Amelia didn’t back down. She would fight, and she would fight with him by her side. He would not leave her on her own.
As he began to cross the room to her, she turned her head and her eyes flashed fire. She didn’t want his help. How could he stand by? But as he listened to her, outlining her points, his anger turned to admiration.
“If we let the men die who we could have saved, is that good Christian behavior? And if we let men who have done so much for their country, is that fair? But apart from those moral considerations, it makes no sense to save men who could wait merely because of their birth.”
She spread her hands in an expressive gesture. “But apart from any other consideration, when they were brought in we could not separate the men from the officers. The coats and the trappings of their rank were often gone. The men were unconscious or raving, so they could not speak for themselves.”

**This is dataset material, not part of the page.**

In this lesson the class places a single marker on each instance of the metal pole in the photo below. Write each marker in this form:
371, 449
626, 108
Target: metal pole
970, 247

“And what happened to their clothes and their swords?”
“Looted on the battlefield,” she shot back.
Silence fell for a full ten seconds. Will counted them. He had become used to counting time in his head. If he could not sever a limb in a short space of time, the patient would die of shock or bleed to death. A man would stand by, counting them down, watch in hand.
Never had ten seconds seemed so long.
Lady Buchanan turned her attention to Amelia, who was almost spitting sparks. “You must tell me more. Are you free next Tuesday afternoon? I would appreciate you coming to dinner. I will ask my dearest friends. If you care so much, perhaps you should think about forming a charity to help these poor men.”
How he stopped himself pumping his fist into the air in a gesture of triumph, Will never knew. He barely stopped his unseemly gesture, but walked to his wife. “If Amelia is willing, we would be delighted to come.”